…then you’re nearly as stupid as me.
Talking to mom today. Spend the first major chunk of the conversation going on endlessly about how amazing my TL at work is, for lo, she rigged it so I’ll be spending massive amounts of time in Chicago, for work. Clearly I’ve been radiating home-sick more than I knew, or my TL just rocks the whole world. Anywho, mom breaks into my plot for setting up a smuggling ring for Chinese buns to ask, “So, are there any boys you like at work?”
Clarity, I immediately thought of you. I was feeling envious. You have a get out of jail free card for these conversations, and apparently mine backfired. Observe.
“I like lots of people at work. And, well, I’m me, so most of them are boys.”
“Anybody special?”
“It’s a company full of geeks. We’re all special.”
She changes tactics. “Anybody like you?”
“Nobody likes me. I’m intolerable. You lived with me for seventeen years, you know this.”
“Anaea, I’m being serious. Have you found anybody?”

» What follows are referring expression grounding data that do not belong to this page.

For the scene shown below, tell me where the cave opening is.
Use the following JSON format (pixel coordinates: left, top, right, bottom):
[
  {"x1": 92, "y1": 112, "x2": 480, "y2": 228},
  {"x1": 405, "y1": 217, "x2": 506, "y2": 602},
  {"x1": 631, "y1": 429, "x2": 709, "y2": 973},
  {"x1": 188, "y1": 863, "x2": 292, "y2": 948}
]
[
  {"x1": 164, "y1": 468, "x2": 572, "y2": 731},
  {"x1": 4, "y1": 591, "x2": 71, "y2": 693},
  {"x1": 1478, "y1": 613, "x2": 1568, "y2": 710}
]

At this point I check the couch to make sure that I haven’t fallen through a dimensional rift and he does in fact still exist. “Is something wrong with Don?”

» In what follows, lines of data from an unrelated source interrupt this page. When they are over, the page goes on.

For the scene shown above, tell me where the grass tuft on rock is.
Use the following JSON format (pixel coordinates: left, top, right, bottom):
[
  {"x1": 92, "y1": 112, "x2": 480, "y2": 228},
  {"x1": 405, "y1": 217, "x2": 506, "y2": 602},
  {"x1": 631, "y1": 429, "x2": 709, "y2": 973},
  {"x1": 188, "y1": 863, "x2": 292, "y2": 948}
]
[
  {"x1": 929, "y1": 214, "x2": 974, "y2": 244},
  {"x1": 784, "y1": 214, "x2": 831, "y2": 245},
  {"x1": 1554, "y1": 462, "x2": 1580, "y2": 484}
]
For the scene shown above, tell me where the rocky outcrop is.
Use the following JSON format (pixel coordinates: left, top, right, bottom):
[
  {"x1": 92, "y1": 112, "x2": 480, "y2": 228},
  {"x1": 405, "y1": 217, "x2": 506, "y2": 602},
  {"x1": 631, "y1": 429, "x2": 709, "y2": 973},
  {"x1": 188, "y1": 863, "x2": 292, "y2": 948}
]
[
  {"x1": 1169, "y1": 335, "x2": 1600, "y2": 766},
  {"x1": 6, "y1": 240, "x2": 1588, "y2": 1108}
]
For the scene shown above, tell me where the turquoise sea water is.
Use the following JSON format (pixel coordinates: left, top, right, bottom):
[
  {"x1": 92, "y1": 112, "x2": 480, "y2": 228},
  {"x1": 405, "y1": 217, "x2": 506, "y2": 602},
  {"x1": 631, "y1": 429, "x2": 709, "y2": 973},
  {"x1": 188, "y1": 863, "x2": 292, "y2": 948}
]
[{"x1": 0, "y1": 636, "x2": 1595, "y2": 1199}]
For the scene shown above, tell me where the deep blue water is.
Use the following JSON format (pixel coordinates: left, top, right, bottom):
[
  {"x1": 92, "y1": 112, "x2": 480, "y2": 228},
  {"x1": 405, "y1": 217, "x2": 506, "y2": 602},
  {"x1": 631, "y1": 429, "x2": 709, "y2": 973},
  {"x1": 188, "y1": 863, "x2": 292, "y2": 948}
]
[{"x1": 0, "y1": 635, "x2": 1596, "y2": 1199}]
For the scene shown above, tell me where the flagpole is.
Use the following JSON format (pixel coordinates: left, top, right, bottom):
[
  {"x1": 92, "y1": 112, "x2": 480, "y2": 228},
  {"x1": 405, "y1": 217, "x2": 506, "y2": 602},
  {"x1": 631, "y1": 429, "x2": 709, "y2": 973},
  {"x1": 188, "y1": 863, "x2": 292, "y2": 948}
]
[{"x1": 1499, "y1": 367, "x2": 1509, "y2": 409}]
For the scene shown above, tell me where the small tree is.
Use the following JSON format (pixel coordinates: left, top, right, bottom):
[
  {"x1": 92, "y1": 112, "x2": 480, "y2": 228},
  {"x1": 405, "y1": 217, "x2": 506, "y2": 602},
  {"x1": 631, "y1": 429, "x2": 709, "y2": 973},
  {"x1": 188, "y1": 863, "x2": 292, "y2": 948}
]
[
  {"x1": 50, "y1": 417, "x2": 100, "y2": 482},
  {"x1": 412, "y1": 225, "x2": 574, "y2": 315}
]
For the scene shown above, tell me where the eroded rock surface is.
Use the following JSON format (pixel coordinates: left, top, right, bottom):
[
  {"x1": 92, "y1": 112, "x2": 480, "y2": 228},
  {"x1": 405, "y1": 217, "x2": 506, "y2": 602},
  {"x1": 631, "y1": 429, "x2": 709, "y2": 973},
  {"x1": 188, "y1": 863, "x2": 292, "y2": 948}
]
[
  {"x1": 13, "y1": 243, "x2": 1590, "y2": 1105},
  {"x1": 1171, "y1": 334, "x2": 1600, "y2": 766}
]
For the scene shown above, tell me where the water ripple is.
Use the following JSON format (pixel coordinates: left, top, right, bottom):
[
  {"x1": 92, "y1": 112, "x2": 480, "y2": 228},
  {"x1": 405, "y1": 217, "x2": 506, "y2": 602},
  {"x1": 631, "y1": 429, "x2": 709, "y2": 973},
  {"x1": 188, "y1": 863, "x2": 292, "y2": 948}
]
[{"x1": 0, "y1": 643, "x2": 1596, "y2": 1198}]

“No, Don’s a very nice young man. Quiet, but he’s a gentleman.”
“Snrk.” Yeah, and I’m the epitome of lady. “I don’t understand your question.”
“Well, you two do that thing you do, and he can find other people and you can, so I wanted to know if you found anybody else.”
Yes, ladies and gentlemen, and them’s that ain’t, I’ve managed to wind up in the worst of all possible situations. My mother can go ahead and quietly loathe and be resentful about the relationship I’m in while pressuring me to get a boyfriend. Pushing for grandkids is so last generation. No, all the cool moms are harrasing their kids into building a mighty harem of geek boys where hedonistic desire is served via electronics, science fiction, and redefing fetish toys. Raise your hand if you saw that coming.
My hands are not raised. My hands are holding a shotgun which I’m going to use against anybody who so much as lifts a finger skyward. You hear that? It’s not funny. NOT FUNNY.
Quit laughing at me. *Snf* Y’all are so mean.